Observei que desse modo eles
renunciavam à possiblidade de efetivamente entender um texto original e
rearranjar uma frase completa no tipo de dicção e estrutura sintática que sua
sensibilidade lhes dizia ser mais apropriada em sua língua. Eles entendiam
isso, mas o recurso à máquina estava sempre ali, como uma isca. Era um
procedimento similar a outros procedimentos que aprenderam a desempenhar. Pois,
agora, trata-se de alunos que cresceram com computadores. “Nativos digitais”,
como são por vezes chamados, possuem uma mentalidade diversa.
Apesar disso, continuei a lutar minha
luta e a manter os notebooks majoritariamente fechados, e estava me saindo
muito bem, creio, até o celular entrar na sala de aula. Em sua palestra de 1923
“O ritual da serpente”, Aby Warburg observou que a invenção do telefone marcou
o início do fim da ideia de espaço sagrado; dali em diante, previu o estudioso
alemão, a antiga prática de isolar uma área de modo que estivesse livre de
qualquer interferência tornar-se-ia uma árdua batalha — toda forma de ritual
que exigisse concentração total seria ameaçada por invasões externas. E ele
dificilmente poderia ter previsto o telefone móvel, sobretudo o celular.
Recentemente, li nos jornais sobre padres atendendo ao telefone durante a missa
e juízes de futebol fazendo ligações com a bola em jogo. Como se pode impedir
uma turma de alunos adultos de usar seus celulares?
Ano passado, a universidade me
disse que não mais poderia me dar uma sala tradicional para minhas aulas. Então
eu tenho trinta alunos atrás das telas de computadores conectados à internet.
Se me sento atrás da mesa em frente à classe, ou mesmo se me levanto, não
consigo ver seus rostos. Em seus bolsos, em suas mãos, ou simplesmente à sua
frente, estão seus celulares, suas conversas em andamento com namorados,
namoradas, mães, pais, ou outros amigos muito provavelmente em outras salas de
aula. Há agora uma interpenetração quase total de cada aspecto de suas vidas
por meio do mesmo aparelho eletrônico.
Para manter algum tipo de
propósito e ímpeto, eu andava para a frente e para trás aqui e ali, buscando
lembrá-los constantemente de minha presença física.

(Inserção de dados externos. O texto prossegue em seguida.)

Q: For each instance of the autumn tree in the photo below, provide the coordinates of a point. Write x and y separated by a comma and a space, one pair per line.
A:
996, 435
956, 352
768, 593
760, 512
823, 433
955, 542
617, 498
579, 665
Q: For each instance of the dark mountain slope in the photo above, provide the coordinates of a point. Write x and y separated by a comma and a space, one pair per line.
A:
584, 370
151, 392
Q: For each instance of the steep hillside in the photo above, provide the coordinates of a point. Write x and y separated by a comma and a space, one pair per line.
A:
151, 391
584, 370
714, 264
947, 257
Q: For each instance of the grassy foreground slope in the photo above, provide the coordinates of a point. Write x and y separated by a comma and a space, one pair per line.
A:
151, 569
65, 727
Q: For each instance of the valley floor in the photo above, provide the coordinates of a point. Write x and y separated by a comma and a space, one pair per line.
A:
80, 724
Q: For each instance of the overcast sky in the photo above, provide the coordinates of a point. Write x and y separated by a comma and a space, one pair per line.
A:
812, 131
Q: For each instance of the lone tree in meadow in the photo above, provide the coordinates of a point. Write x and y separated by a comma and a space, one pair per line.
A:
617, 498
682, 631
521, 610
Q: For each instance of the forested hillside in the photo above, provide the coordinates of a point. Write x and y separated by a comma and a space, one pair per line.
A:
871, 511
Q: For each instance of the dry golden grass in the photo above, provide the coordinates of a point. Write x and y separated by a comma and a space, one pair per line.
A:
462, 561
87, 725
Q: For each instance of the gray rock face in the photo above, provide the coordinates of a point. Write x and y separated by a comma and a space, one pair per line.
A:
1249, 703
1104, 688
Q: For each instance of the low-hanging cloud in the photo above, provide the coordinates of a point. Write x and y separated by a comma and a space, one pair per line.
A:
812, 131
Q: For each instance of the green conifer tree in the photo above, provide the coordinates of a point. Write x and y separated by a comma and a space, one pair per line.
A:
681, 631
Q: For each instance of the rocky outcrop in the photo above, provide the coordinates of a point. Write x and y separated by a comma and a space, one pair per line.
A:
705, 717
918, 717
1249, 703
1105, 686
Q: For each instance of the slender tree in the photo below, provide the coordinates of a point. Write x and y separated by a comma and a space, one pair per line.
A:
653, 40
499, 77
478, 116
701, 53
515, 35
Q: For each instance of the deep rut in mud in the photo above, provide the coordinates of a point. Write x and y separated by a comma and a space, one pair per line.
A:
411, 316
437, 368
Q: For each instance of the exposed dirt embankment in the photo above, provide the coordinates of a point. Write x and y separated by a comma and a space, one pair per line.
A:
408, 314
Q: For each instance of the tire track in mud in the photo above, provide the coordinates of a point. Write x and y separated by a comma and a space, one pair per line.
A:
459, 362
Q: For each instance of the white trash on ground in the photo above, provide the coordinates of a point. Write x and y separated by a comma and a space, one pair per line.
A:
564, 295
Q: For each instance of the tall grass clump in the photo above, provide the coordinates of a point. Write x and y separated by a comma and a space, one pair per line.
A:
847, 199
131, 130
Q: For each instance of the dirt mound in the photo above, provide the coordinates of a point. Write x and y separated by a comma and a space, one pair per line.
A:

Mas durante todo o tempo os
alunos têm diante de si seus instrumentos que lhes tomam a atenção. Enquanto no
passado eles frequentemente faziam perguntas quando havia algo que não
compreendiam — interatividade real, de fato —, agora eles ficam quase sempre em
silêncio, ou perguntam a seus computadores. Qualquer chance de tomar parte na
“paixão pelo ensino” se foi. Decidi que era hora de ir com ela.
Naturalmente, isso não significa o
fim do aprendizado. Não significa, ou não necessariamente significa, que as
pessoas serão mais estúpidas (embora talvez o pareçam aos sobreviventes de um
mundo distinto). Minha filha mais nova recentemente se inscreveu para um
diploma de curso superior no qual todas as aulas são acessadas pela internet.
As palestras são preparadas e gravadas uma única vez como vídeos que podem ser
acessados por turmas e turmas de alunos quantas vezes quiserem. Você tem muito
mais controle, observa minha filha: se há algo que é difícil de entender, você
pode simplesmente rever. Não é preciso ouvir seus amigos tagarelando. Não é
preciso se preocupar com o que vestir para as aulas. Você não perde um dia por
estar doente. E os professores, ela crê, fazem um esforço maior para
aperfeiçoar a aula, já que só precisam dá-la uma única vez.
As vantagens são bastante
evidentes. Mas é também evidente que isso é o fim da cultura na qual aprender
era uma experiência social coletiva, implicando certa hierarquia positiva que
convidava tanto professor como aluno a crescerem junto das novas trocas que
cada aula ocasionava, a dinâmica especial que se formava com cada novo grupo de
alunos. Essa era uma das coisas que eu mais apreciava ao ensinar: a consciência
de que cada sala diferente — eu os ensinava semanalmente por dois anos — criava
uma atmosfera diferente, embora sempre em desenvolvimento, a que eu respondia
ensinando de uma forma diferente, revisitando materiais antigos para a nova
situação, vendo novas possibilidades, novas ideias, e localizando fraquezas que
até então me escapavam.
Era uma situação prenhe de
possibilidade, imprevisibilidade, crescimento. Mas vejo que a sala de aula
computadorizada e a intrusão do celular estão acabando com ela, até porque há
limite de energia que pode ser direcionada a distrair os alunos de suas distrações.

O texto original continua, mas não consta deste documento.